Jane's right, a page is usually enough; Lord knows I've read enough opening paragraphs to make me abandon all hope. On the other hand,some writers are perfectly engaging stylewise but can't handle the large-scale structuring of a plot, and only a larger sample of the work will reveal that.

Tor's guidelines ask for the first 3 chapters, but I was always told to let the editor/agent know your work was finished if you're a newbie. Shows staying power or something like that.

As for poor James Allen, my friend Rob was one of his clients for years, and advised me to send him a query letter. I did, and Mr. Allen asked to see some sample chapters. Life and circumstances delayed my mailing them, and when I finally did get to putting my package in the mail, I got a letter back from Virginia Kidd saying that James had passed away in the interim. He had apparently been diagnosed with leukemia shortly before Christmas, went into the hospital and died three weeks later. So of course all my writer friends had to rib me about my writing being so bad it killed the poor man.

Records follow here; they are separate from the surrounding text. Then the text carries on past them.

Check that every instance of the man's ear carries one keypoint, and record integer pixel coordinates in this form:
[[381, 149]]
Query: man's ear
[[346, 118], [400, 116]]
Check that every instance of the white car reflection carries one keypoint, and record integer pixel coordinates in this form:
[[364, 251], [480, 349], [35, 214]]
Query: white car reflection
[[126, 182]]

It's funny, but it's tragic, too. I know Mr. Allen was active in the publishing world and I know his loss affected a lot of people, professionally and personally.

#19 ::: Vera ::: (view all by) ::: December 19, 2002, 10:13 PM:

Okay, that slush pile looks way too small. I expected several mountain ranges, but this is just a mini-tor (if you pardon the expression). Phooey!